On the Path of Patience, Christian is freed from his burdens. Heralds of the King appear, welcoming him as a citizen of the Celestial City and clothing him in a new garment. He then stays at the house of Vigilant, whose four daughters provide him with armor and a sword. Armed for battle, Christian later faces Apollyon, prince of corruption, and emerges victorious.

He reunites with Faithful and meets Evangelist once more, who warns them of the dangers of Vanity Fair. He prophesies that one of them will shed his blood. When they arrive at the fair, the prophecy is fulfilled—Faithful is executed, while Christian is imprisoned, awaiting judgment. While in his cell, he meets Hopeful, a gaoler who secretly opposes their captors. Hopeful manipulates his fellow gaoler and helps Christian escape. The two men journey together, seeking shelter in what turns out to be a giant’s shoe. Captured and imprisoned in the giant’s dungeon, they realize that the giants cannot harm them because of their unshakable hope. This realization enables them to break free.

A Shepherd appears to them, revealing that the Celestial City is close. He urges them to walk together and keep their eyes fixed on the city's light. However, Apollyon, now disguised as an old man, intercepts them and captures them once more. Before he can destroy them, a herald of the King rescues them and leads them to the edge of the sea, where towering waters form a passage.

Hopeful assures Christian that he must enter the water to reach the Celestial City. Though torn by thoughts of his family and loved ones, Christian heeds Evangelist’s advice and steps into the sea. Apollyon makes one last desperate attempt to seize Christian’s soul, but the Shepherd’s blood is shed, light bursts forth, and Apollyon is cast into the depths.

Christian awakens to find the Shepherd welcoming him into the resplendent Celestial City, where Faithful and Hopeful are waiting to greet him.

In the epilogue, Christian’s wife wakes to find a letter beside her bed, revealing that her husband is still alive.

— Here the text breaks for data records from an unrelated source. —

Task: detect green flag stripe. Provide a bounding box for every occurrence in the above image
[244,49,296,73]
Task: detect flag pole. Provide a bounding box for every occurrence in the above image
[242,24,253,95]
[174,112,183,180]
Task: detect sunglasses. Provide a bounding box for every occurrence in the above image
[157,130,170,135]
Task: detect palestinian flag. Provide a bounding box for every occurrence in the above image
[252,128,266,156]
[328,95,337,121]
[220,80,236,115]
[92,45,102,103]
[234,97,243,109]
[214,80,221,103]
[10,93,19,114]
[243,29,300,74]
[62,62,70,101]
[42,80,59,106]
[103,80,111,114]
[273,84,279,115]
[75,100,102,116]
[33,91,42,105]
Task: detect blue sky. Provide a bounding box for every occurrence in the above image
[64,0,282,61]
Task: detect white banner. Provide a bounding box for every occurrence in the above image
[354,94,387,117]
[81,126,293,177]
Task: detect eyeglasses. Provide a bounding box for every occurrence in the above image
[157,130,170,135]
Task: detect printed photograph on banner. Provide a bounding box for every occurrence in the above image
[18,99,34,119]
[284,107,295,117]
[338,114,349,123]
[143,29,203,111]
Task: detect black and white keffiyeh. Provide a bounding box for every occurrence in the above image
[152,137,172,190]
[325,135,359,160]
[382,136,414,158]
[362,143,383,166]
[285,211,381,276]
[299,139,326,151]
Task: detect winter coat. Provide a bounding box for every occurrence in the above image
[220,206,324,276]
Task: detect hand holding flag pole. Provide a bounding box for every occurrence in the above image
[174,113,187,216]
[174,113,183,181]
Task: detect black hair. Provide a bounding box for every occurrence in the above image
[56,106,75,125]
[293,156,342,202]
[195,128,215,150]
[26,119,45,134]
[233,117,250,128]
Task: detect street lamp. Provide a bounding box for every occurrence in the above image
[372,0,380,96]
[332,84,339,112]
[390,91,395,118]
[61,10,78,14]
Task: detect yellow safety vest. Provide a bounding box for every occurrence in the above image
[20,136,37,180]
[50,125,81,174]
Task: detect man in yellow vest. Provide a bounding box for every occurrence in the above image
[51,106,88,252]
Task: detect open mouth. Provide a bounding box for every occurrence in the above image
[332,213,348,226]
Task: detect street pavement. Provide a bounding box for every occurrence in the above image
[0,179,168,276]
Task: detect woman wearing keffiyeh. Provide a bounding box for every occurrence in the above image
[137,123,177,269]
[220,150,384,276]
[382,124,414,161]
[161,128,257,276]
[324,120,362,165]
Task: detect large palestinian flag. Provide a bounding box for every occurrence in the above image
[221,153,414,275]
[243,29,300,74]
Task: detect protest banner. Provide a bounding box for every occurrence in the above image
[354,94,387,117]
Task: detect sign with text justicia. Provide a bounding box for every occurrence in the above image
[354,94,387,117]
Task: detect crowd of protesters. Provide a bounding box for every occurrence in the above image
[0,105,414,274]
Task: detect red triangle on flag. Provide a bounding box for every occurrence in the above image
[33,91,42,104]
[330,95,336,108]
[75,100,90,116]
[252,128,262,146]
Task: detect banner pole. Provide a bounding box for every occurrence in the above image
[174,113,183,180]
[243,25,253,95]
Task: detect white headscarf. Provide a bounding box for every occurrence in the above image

Moved to tears, she shares the news with their children. Meanwhile, Apollyon, now a raging dragon, shrieks above their home. The screen fades to black, leaving behind a single message: "To be continued..."

==Reception==
On review aggregator Rotten Tomatoes the film has an approval rating of 60% rating.

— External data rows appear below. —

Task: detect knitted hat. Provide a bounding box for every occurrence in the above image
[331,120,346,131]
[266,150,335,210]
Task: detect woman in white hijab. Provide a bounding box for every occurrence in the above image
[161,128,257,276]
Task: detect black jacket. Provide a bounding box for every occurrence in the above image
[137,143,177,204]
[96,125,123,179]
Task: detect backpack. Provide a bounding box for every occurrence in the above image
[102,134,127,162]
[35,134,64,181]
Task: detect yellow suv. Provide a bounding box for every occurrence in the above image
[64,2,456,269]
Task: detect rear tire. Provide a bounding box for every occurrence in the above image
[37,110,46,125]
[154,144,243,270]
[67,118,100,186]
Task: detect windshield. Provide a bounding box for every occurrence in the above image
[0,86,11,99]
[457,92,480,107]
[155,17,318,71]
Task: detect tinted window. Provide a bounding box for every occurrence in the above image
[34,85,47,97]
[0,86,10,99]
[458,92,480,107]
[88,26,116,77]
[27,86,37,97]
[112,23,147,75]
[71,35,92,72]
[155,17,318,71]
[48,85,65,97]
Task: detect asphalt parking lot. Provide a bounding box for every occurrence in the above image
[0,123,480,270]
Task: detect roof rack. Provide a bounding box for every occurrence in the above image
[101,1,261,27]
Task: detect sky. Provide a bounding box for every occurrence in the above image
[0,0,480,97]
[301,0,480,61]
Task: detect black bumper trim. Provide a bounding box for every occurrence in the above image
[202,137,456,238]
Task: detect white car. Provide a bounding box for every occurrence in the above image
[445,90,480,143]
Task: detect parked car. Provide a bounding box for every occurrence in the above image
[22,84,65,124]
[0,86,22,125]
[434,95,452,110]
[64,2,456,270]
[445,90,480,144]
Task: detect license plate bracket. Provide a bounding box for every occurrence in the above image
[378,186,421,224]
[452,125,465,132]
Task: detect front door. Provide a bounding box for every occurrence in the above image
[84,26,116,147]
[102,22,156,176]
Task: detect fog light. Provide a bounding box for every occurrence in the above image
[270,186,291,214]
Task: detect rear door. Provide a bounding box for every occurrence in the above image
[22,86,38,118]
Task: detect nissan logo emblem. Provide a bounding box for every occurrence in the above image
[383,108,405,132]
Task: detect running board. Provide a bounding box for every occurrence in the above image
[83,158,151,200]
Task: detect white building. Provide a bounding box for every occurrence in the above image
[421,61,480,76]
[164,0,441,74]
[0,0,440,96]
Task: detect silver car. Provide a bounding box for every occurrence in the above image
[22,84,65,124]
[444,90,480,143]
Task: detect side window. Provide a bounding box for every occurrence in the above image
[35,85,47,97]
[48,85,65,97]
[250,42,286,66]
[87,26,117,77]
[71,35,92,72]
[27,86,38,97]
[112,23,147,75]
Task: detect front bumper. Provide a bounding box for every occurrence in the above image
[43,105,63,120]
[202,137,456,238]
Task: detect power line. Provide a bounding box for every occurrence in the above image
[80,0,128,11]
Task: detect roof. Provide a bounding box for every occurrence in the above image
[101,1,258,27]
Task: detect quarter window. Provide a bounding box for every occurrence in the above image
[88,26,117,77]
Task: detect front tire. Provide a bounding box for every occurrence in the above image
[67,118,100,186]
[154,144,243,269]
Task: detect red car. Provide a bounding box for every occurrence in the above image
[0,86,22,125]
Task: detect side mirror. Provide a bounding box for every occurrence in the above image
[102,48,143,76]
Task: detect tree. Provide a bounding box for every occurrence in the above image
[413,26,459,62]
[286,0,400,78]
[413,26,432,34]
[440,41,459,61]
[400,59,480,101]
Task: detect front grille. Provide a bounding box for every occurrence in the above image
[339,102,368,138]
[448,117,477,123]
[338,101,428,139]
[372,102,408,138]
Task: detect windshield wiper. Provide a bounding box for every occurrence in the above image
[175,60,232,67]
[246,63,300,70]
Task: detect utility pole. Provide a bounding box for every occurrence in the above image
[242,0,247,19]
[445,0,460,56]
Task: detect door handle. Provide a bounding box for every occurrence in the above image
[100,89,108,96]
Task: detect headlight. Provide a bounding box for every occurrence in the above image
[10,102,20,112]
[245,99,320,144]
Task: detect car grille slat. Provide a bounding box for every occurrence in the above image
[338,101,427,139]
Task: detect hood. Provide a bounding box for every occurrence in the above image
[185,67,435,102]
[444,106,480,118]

Cath Clarke of The Guardian gave the film two out of five stars. She criticized the animation, stiff character animation, the amateur theatre dialogue, and for "virtually zero humour." Joyce Slayton of Common Sense Media gave the film two out of five stars as well.

Megan Basham of WORLD Magazine gave the film a more positive write-up, and praised the introduction with Kristyn Getty and some of the scenes, saying they "delight with ingenuity." She said some of the scenes "show budget constraints," but that "these gripes are surprisingly few." Courtney Howard of Variety said, "While this adaptation may not win over any new converts, it does serve as a blessed reminder of faith’s rewards in a seemingly endless, punishing, and dark time." David Aldridge of Radio Times gave the film 3 out of 5, describing the animation as "basic but effective" and that the film was "presumably aimed primarily at kids, yet whose symbolic vision will require considerable explanation from adults."